One element of the rule states that unit trains traveling more than 30 mph must use ECP braking systems as they offer a higher level of safety than current braking systems. Secretary Foxx stated that ECP brakes can be the difference between a contained fire and a catastrophe because they reduce the time it takes for a train to stop in an emergency, prevent cars from slamming into each other during an accident, decrease the number of cars that derail during an accident and decrease the probability of punctures to the rail cars. ECP is considered a reliable technology and broad use application is an important safety factor because gives us the ability to reduce kinetic energy and separate the trains in the event of an accident.

The new regulation focuses on three main elements. The first portion requires thicker steel heads/shields, thermal protection with jackets, protective covers on valves and stronger bottom outlet valves. The second portion deals with both DOT 111 and CPC 1232 tank cars. By April 1, 2020 all crude will be transported in either new or retrofitted tank cars that meet the new standards. In order to get all cars fixed or replaced in a timely fashion, a risk based approach was used to determine which cars were the oldest and least crash resistant. This means that the cars that transport crude oil are handled first as they have been deemed the least safe.

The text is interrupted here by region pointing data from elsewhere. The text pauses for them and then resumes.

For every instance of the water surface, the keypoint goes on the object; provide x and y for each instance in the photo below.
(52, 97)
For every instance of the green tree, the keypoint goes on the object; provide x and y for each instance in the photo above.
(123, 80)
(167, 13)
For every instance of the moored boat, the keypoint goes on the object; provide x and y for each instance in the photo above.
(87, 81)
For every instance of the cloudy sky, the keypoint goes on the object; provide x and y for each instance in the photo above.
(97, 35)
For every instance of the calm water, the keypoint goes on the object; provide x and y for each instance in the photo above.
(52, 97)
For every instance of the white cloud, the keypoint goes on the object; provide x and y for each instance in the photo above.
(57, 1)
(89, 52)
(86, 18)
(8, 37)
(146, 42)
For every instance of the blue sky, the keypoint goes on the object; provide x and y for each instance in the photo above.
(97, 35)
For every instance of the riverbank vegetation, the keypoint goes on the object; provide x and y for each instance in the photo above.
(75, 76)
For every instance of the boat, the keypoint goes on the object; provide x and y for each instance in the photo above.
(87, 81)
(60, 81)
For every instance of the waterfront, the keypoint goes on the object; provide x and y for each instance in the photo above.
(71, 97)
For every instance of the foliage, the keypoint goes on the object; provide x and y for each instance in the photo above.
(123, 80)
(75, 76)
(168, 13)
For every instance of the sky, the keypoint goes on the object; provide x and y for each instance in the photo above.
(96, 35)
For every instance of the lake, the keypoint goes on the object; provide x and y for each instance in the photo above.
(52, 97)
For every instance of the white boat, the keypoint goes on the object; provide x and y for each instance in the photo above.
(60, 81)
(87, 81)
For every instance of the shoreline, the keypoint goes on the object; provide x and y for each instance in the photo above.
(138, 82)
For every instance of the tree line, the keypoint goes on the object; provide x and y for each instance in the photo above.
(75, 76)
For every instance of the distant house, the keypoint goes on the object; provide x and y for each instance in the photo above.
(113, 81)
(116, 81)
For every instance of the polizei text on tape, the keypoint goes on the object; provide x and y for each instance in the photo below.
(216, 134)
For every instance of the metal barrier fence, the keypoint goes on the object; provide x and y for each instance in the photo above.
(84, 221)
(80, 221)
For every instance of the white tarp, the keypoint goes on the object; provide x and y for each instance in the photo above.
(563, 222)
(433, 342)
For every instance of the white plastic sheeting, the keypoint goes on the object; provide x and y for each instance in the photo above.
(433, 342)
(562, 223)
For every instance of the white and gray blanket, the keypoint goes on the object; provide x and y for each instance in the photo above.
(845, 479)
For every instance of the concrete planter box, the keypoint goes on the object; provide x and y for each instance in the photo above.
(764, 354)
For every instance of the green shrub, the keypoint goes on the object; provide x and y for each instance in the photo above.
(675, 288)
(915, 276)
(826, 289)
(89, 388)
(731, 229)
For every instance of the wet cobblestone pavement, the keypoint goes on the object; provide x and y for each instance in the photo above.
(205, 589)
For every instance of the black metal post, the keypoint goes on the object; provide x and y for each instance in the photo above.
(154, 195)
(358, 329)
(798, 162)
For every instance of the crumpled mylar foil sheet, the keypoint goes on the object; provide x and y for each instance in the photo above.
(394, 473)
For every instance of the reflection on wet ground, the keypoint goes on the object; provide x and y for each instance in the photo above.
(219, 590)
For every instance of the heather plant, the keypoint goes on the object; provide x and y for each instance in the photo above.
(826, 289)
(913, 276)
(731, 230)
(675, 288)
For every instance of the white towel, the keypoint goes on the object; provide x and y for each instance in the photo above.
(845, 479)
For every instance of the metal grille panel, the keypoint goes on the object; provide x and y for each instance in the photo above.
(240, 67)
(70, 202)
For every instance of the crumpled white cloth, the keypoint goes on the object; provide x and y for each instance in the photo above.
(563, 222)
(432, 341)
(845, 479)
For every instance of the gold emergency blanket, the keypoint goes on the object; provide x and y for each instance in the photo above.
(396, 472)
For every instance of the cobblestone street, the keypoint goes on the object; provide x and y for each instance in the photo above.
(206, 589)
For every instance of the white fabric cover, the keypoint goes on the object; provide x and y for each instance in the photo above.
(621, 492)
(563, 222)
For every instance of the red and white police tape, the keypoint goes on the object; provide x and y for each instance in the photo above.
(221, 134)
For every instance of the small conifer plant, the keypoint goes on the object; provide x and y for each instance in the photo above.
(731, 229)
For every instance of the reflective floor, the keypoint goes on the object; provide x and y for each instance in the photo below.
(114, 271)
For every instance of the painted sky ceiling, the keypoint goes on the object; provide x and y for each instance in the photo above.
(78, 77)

Cars handling ethanol are put on a slower schedule since ethanol is considered safer than crude and therefore not as high of a priority. Items that were used during the consideration process were features like steel thickness, head shield protection and whether the cars they are transporting are jacketed or unjacketed, and the type and volume of flammable liquid they are transporting.

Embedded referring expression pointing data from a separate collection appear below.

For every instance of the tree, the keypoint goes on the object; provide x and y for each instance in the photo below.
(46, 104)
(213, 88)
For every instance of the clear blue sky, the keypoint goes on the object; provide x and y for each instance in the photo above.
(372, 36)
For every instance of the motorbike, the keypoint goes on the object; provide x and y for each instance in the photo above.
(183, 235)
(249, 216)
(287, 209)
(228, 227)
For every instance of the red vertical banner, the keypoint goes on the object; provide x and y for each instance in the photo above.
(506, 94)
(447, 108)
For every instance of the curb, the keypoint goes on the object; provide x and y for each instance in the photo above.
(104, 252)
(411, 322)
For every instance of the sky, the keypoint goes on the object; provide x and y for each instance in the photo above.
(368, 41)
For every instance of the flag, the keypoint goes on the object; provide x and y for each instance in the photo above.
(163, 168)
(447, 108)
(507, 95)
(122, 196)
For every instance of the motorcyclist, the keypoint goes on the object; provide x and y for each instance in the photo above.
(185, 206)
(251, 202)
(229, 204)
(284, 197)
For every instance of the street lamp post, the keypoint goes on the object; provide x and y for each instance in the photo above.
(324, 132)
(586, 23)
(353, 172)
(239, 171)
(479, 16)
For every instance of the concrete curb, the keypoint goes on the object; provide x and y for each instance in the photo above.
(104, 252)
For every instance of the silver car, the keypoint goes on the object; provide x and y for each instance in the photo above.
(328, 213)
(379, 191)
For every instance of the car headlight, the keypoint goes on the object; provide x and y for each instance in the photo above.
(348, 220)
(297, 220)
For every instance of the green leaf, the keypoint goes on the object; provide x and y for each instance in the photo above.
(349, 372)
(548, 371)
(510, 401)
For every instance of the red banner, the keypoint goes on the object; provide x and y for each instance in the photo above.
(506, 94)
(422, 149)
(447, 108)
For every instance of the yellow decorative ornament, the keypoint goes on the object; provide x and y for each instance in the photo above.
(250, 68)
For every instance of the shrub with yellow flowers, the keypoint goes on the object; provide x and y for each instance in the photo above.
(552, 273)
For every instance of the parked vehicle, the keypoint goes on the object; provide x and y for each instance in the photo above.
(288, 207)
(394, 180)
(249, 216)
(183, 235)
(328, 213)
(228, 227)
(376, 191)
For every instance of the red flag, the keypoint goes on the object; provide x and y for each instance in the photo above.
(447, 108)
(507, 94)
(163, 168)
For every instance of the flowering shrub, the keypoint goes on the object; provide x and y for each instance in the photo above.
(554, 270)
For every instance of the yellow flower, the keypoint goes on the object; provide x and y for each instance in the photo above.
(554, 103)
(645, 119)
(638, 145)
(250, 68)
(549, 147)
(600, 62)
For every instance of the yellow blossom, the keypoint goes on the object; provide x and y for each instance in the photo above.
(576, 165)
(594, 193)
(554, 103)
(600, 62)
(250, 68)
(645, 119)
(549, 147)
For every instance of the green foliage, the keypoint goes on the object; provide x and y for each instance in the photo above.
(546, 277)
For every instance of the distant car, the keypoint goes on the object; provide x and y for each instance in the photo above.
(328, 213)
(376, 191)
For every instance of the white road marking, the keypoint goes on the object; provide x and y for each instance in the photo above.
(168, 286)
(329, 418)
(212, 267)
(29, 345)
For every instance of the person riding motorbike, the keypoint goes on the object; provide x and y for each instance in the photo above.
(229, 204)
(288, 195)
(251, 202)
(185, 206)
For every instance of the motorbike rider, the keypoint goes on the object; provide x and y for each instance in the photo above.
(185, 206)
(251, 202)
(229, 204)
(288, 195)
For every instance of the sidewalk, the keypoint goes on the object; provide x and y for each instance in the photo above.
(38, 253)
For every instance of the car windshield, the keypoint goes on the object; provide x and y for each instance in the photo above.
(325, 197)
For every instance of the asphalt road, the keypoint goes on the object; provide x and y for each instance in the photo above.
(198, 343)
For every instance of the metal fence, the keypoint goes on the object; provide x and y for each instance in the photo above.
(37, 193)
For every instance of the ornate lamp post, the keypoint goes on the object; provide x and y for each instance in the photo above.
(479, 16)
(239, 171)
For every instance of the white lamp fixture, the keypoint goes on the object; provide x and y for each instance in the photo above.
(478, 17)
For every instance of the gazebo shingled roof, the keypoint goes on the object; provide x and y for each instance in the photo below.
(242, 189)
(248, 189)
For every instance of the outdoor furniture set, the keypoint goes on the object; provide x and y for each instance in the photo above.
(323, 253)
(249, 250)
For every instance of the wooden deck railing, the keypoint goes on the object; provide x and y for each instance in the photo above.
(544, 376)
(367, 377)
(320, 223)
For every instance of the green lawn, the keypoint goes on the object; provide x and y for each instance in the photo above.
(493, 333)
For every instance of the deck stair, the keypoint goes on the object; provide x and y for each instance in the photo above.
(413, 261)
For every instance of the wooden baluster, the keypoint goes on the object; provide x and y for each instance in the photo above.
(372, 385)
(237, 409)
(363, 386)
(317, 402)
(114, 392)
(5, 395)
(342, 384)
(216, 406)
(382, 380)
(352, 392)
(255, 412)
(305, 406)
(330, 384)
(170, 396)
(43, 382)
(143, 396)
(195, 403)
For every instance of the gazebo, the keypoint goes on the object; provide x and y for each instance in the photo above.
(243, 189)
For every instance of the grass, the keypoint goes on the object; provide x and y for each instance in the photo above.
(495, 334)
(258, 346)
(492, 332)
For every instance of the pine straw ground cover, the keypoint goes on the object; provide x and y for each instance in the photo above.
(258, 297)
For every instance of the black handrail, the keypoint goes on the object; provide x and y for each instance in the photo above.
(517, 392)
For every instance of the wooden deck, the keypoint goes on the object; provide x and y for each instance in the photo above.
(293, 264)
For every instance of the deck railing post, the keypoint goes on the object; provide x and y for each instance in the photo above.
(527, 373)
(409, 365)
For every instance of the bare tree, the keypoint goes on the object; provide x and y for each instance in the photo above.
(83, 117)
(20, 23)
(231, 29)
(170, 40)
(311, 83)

By the end of 2017 all non-jacketed DOT 111s will be either retrofitted or no longer in service. The next cars to be retrofitted or replaced are the DOT 111s that are jacketed. Following those are the unjacketed CPC 1232s and finally the jacketed CPC 1232s. Canada is expected to complete their process of replacing or retrofitting their tank cars approximately seven months ahead of the United States since their fleet contains only 30% of the tank cars that are currently being used for transporting hazardous materials. The United States has the remaining 70% which is why it is going to take longer for them to complete the process. Although the railroads don’t support ECP brakes, a dispute will not hold up the enforcement of the rule. Secretary Foxx mentioned that if you look back over the history of rulemaking, when challenged courts tend to focus on the area being challenged rather than the rule as a whole. He believes that the rule will stand up to complaints but only time will tell if that will hold true.

The third portion deals with the railroads and associated companies. Railroads will be required to determine the safest route to transport dangerous goods and adhere to a new maximum speed limit of 40 mph in high threat urban areas. This new speed limit will remain in place until all trains meet the new standards. Railroads are also expected to have a point of contact to share information with communities and follow new standards for testing and sampling hazardous materials prior to transporting them. A new reporting requirement is being implemented in January 2017 to ensure that the retrofitting will be completed by the end of the year. This schedule was put in place to ensure the manufacturers have enough time to make the changes that are required.